TEDAVİ SÜRECİNİ ANALİZ ETMEYİN
Selda Kaplan- Şanlıurfa Model Akıl Eğitim Kurumları ilkokul ve ortaokul Dershane Müdürü: “Bilmem kimin kızı/ arkadaşı da şöyle atlattı’ ya da ‘Ne kadar da yatıyorsun. Şu kişi işe bile gidiyor.’ Bir de şu var: ‘Ay ne çabuk atlattın!’ Kimin ne yaşadığını, her ayın bir asır gibi geçtiğini kim bilecek? Hissedilmeyen hiçbir duyguyu anlama şansımız yok. Saçım için söylenenler de mıh gibi aklımda. ‘Kökü sende ne olacak’, ‘Daha gür çıkacak.’ Kötü niyetli değillerdi ama bilmiyorlardı ki saçımın her teli için geberiyordum. Evladımın gözü önünde yaşadığım değişimdi beni en çok yaralayan ve insanlar bana akıl veriyordu üstüne üstlük. Ağlayan birine gül, inleyen birine sus demenin ne kadar yanlış olduğunu anladım. Ağlayana omuz vermek, inleyene çare olmaya çalışmaktı en güzeli.”

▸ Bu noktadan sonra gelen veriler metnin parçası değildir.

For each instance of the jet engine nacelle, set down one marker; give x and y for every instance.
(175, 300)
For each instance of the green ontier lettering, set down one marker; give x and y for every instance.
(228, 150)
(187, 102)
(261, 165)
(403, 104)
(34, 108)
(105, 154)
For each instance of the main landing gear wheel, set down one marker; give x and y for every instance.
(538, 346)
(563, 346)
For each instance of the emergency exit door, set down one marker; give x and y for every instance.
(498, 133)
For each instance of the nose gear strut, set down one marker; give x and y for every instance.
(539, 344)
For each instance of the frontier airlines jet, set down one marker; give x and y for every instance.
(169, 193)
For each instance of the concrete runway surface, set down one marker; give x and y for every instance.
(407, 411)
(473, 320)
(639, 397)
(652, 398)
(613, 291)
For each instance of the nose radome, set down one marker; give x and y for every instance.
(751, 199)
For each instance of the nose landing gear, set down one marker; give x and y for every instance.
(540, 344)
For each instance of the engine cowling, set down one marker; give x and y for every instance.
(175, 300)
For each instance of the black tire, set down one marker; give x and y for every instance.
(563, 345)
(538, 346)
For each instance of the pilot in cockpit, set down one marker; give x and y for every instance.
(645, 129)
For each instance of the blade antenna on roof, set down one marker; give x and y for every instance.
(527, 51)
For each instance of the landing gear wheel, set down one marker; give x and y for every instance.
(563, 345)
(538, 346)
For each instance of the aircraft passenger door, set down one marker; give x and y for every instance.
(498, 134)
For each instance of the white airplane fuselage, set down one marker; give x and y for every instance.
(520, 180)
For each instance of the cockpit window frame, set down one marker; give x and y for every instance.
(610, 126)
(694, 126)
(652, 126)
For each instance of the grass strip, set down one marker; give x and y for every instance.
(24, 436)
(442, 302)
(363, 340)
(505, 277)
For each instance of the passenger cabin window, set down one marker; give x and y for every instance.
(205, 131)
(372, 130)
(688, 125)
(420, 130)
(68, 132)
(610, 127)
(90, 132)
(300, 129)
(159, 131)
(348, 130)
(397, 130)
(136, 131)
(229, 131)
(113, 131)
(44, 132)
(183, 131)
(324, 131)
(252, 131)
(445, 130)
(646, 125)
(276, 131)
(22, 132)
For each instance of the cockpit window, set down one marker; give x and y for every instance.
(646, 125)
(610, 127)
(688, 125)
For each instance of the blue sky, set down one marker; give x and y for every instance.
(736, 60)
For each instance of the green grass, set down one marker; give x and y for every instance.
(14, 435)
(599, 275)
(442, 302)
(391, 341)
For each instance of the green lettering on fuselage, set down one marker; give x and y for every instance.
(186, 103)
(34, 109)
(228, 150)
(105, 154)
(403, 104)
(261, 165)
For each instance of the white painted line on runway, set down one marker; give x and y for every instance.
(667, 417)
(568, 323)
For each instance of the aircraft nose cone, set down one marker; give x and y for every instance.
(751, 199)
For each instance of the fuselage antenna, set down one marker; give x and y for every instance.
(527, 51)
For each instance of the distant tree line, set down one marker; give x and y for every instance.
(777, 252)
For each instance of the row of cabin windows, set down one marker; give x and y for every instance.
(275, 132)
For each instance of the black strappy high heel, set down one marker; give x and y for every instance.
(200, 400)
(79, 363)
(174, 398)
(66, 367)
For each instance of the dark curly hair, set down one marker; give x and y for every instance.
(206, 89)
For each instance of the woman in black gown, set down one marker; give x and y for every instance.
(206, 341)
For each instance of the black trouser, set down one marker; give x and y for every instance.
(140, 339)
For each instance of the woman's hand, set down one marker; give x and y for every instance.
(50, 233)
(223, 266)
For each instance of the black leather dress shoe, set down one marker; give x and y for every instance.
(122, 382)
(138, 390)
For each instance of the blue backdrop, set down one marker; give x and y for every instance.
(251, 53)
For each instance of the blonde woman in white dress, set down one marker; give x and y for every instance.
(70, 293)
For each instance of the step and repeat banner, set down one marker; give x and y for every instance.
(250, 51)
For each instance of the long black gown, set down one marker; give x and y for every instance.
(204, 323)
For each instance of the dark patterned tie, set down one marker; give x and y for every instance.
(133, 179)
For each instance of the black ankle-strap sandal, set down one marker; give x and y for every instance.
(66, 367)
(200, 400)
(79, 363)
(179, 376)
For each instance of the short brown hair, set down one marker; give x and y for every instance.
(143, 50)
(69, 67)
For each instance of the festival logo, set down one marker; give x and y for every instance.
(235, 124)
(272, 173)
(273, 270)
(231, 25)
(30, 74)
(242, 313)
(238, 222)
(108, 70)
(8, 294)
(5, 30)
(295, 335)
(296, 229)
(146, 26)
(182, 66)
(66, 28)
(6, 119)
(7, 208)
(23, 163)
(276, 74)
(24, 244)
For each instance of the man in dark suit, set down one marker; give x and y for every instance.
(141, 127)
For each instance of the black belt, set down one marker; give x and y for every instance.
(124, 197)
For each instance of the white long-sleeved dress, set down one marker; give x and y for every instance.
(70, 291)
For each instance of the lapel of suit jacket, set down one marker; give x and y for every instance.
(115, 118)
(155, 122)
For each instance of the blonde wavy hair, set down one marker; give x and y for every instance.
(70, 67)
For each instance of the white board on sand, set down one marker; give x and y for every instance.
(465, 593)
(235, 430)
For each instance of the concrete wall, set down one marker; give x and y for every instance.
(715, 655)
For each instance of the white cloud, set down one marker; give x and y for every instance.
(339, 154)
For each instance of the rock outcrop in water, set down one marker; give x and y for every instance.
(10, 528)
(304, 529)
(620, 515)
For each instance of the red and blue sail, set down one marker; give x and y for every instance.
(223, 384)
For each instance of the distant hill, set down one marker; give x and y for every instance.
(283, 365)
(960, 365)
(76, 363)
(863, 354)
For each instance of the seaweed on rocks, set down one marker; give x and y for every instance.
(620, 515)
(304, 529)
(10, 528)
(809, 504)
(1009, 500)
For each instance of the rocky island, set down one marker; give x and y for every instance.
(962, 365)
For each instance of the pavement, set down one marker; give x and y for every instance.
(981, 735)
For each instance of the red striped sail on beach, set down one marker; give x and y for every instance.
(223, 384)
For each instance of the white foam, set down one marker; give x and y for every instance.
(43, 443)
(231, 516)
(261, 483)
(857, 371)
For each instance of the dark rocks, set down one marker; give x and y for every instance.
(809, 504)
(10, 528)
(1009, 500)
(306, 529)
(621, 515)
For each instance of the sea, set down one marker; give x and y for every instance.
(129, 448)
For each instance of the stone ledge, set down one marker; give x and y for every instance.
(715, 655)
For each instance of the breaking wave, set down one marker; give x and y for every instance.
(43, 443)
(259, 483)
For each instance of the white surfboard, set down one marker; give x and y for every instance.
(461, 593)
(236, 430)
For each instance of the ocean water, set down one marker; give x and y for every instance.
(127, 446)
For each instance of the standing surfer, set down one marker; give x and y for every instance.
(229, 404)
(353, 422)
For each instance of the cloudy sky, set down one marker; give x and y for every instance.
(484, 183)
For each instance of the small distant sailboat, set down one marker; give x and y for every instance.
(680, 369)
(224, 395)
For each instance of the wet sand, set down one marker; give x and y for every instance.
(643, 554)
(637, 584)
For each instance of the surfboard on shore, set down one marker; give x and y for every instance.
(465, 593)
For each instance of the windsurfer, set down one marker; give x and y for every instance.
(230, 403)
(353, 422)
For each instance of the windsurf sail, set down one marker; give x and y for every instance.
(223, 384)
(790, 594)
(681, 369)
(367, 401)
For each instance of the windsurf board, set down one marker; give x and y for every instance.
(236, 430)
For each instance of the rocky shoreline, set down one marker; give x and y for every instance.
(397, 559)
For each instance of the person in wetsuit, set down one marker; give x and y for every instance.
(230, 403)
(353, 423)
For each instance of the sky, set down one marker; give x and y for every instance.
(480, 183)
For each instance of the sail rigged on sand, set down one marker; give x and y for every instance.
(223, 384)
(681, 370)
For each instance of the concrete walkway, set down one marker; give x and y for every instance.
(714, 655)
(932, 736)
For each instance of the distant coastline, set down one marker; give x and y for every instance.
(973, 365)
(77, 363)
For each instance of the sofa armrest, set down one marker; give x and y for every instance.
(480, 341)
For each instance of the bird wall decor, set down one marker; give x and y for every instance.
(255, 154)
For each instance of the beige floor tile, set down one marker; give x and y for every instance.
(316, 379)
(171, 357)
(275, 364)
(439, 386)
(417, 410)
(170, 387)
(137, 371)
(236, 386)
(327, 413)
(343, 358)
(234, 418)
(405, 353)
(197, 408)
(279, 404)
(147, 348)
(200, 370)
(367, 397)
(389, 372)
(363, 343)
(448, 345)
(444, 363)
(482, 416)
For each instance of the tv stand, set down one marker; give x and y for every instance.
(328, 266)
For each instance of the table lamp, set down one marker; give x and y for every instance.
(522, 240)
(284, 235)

SADECE TEDAVİ DEĞİL SONRASI DA ÖNEMLİ
Gülnihan Hatip- İngilizce öğretmeni- masal anlatıcısı: “İlk zamanlardaki desteği aktif tedaviler bitip, saçım uzamaya başlayınca bulamadım. ‘İyileştin artık’ gibi bir yaklaşım içine girildi. ‘Geçti, gitti, bitti’ denildi. Oysa yan tedaviler- iğneler, hormon hapları devam ediyordu. Ve zaten ağır bir süreçten de yenice çıkmıştım. Sudan çıkmış balık gibi ne yapacağınızı bilemiyorsunuz. Tam performans çalışmak, ilişkileri eskisi gibi devam ettirmek pek mümkün olmuyor zaten. Ama insanlar bunu şımarıklık ya da naz sanıyor. ‘Keşke’ diyorum, ‘daha çok sarıp, sarmalansaydım.’ Yalnız bırakılmasaydım.”